Mohiniyattam The Devadasi dance tradition which developed through the temple danseuses is an important form among the dance patterns of India. Mohiniyattam in Kerala took shape in the tradition of Devadasi dance which later grew and developed a classical status.

The special style of dancing developed by the Devadasis in Kerala was originally called 'Teviticci Attam'. Devadasis in Kerala were known by the general name 'Teviticci' which literally means   -  woman who serves at the feet of God 

(Teviticci = Tevar + Ati + Acci; Tevar = God, Ati = feet; Acci = woman). Their dance was called 'Teviticci - Attam' (Attam = Dance). This later came to be known as Mohiniyattam by about 16th century AD. The word 'Mohini' literally means a maiden who excites desire or steals the heart of the on looker. It is a solo female dance (in a single costume ) in which the striking features is the musical melody and rhythmical swaying of the dancer from side to side and the smooth and unbroken flow of the body  movement. The dance is focused essentially on feminine moods and emotions.

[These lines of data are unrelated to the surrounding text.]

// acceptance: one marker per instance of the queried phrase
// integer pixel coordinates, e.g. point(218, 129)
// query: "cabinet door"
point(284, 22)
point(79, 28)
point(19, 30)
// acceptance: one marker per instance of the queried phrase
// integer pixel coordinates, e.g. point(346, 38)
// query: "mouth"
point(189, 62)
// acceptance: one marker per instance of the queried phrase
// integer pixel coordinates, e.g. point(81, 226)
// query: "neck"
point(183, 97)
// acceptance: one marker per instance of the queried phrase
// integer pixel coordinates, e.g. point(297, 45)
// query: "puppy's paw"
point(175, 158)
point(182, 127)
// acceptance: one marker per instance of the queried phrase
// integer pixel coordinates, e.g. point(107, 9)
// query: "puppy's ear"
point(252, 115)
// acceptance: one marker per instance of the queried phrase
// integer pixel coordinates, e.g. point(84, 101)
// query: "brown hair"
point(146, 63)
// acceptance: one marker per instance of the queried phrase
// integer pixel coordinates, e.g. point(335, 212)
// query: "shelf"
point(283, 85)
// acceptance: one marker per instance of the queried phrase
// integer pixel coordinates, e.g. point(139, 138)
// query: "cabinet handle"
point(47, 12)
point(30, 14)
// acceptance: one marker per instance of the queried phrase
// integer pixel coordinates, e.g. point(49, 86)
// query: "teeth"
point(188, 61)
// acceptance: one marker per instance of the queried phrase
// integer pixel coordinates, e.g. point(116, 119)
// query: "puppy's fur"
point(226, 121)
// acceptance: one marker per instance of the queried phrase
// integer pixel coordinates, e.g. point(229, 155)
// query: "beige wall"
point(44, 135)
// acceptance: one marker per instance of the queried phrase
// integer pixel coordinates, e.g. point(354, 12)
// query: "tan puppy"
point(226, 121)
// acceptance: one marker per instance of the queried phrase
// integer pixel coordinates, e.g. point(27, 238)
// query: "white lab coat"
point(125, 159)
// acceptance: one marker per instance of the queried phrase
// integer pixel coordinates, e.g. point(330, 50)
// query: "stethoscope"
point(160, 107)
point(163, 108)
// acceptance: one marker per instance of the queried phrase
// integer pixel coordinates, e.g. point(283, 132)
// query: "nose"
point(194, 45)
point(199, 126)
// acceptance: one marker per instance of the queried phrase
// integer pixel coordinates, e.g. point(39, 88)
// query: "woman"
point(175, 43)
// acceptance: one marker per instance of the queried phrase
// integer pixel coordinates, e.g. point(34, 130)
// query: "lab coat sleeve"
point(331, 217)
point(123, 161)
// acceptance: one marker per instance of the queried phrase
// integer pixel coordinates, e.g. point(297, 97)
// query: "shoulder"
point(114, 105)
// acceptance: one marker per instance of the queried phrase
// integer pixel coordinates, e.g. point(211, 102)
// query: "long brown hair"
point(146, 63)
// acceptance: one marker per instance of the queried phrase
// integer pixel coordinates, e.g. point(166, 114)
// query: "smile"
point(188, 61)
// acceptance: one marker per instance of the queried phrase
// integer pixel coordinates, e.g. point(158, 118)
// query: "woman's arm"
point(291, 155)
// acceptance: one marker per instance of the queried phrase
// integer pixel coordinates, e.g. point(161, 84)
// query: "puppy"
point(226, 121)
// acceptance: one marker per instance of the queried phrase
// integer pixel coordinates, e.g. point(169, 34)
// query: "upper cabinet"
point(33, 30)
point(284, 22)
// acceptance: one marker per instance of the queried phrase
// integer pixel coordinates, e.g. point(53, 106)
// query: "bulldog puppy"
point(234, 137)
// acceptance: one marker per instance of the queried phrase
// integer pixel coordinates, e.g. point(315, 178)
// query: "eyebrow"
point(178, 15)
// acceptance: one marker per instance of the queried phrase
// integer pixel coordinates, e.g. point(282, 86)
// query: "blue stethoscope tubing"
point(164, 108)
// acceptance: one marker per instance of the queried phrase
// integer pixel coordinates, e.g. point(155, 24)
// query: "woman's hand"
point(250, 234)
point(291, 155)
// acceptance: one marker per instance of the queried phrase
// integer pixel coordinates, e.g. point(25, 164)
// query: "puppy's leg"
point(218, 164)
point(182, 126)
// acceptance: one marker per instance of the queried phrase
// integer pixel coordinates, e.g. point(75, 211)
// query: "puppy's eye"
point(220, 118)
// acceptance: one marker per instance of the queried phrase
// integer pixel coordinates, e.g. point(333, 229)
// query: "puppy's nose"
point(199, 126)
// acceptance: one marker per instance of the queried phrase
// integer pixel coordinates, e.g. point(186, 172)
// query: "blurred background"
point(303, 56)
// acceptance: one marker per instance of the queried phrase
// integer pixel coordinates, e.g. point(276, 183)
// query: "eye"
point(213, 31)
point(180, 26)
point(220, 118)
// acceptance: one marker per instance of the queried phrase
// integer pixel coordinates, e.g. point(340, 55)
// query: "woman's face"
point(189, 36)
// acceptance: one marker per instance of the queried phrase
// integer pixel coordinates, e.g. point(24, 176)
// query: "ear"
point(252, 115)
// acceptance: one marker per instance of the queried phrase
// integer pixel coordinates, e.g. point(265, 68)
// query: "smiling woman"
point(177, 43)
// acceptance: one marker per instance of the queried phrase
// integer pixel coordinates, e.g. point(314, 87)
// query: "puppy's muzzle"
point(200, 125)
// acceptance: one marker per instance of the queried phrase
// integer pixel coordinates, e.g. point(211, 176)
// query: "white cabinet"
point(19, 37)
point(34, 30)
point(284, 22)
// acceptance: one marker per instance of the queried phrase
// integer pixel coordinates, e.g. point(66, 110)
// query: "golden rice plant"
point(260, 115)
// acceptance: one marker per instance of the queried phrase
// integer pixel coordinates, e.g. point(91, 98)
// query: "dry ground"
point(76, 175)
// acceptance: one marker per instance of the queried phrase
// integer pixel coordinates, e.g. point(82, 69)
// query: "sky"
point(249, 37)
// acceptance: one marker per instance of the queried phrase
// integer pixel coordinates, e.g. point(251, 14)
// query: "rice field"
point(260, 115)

There is the well known Puranic story of Lord Vishnu taking on the guise of a 'Mohini' to enthrall people both in connection with the churning of the milk-ocean and with the episode of the slaying of Bhasmasura. In the Bhasmasura story, 'Mohini' towards the end of her dance, persuaded the Asura to place his own finger on his head unwittingly to his own undoing. This episode seems to be picturesquely  represented in the first item of the Mohiniyatam  called 'Colkkettu' which begins with a pose of the dancer showing with her right hand, the murder of 'Suchimukha' with her first finger pointing to her own head. So Vaishnava devotees could have given the name of Mohiniyattam to this art form.

'Colkkettu' was also considered  to be a dance pattern sacred to Lord Shiva. There is a sloka in praise of Siva towards the end of the text used for 'colkkettu' in Mohiniyattam.